No, N.J.S.A. 2A:15-97, the collateral source rule, does not allow health insurers to recoup medical payments made on an insured's behalf through subrogation or contract reimbursement when the insured recovers a judgment or settlement from a tortfeasor. The purpose of N.J.S.A. 2A:15-97 is twofold: to eliminate double recovery for plaintiffs and to allocate the benefit of that change to liability carriers. Allowing health insurers to recover funds expended would contravene this legislative intent by reallocating the benefit away from liability carriers and back to health insurers. The legislative history unequivocally demonstrates that New Jersey's modification of the common-law collateral source rule was intended to reduce the cost of liability insurance by shifting the burden of covered medical expenses, at least to some extent, from liability carriers to health and disability third-party payers. The Court found no pre-existing common-law equitable right to subrogation for health insurers; such a right historically existed for property damage insurance, but not for personal insurance like health coverage, where exact loss is less ascertainable. Furthermore, while the Commissioner of Insurance later promulgated regulations permitting subrogation and reimbursement provisions in health insurance contracts, these administrative rules cannot override a clear legislative mandate.
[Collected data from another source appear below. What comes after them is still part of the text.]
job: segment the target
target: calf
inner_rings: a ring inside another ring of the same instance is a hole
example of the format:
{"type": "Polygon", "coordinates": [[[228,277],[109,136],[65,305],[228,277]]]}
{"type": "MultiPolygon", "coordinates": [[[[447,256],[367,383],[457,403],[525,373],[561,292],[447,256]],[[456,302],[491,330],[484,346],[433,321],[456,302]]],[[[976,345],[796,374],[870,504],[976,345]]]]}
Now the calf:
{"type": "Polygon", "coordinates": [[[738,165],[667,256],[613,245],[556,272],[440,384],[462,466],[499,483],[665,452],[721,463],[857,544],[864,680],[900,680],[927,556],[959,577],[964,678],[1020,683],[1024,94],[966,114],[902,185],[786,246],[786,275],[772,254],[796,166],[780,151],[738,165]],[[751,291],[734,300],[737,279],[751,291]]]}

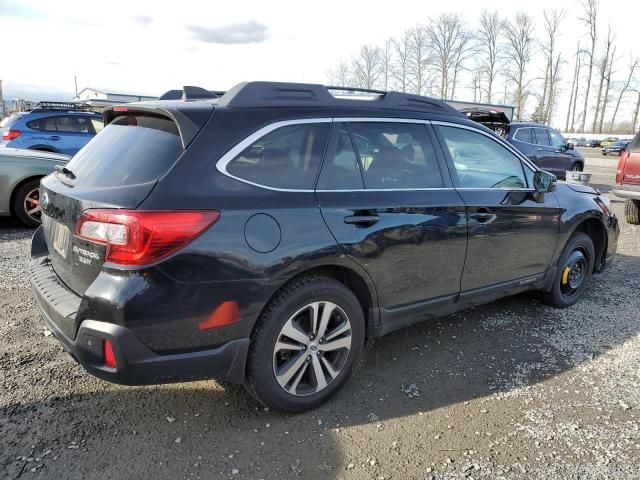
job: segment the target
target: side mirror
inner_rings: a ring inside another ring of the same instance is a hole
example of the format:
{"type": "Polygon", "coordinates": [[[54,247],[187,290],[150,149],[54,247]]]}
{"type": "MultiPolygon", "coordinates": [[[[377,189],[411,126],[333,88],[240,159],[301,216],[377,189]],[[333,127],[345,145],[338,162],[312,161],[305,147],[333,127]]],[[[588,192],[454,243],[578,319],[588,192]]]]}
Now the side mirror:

Therefore, the regulations must be interpreted narrowly to apply only to cases where N.J.S.A. 2A:15-97 does not apply, as in instances where the collateral source rule dictates that the medical expense amounts are subtracted from the judgment, meaning the insured has no entitlement to 'receive' them for reimbursement.



Analysis:

This case clarifies the allocation of risk and benefit under New Jersey's collateral source statute, firmly placing the burden of medical expenses paid by health insurers on the health insurance industry rather than allowing them to recoup from tortfeasors or their liability carriers. The decision prevents health insurers from essentially avoiding their contractual obligations to pay for medical care when a tortfeasor is also involved, ensuring that the benefit of legislative tort reform accrues to liability carriers. This precedent reinforces the primacy of legislative intent in statutory interpretation, especially when administrative regulations might appear to conflict with a statute's clear purpose. Future cases must respect this legislative allocation, thereby limiting health insurers' ability to recover from tort judgments in New Jersey.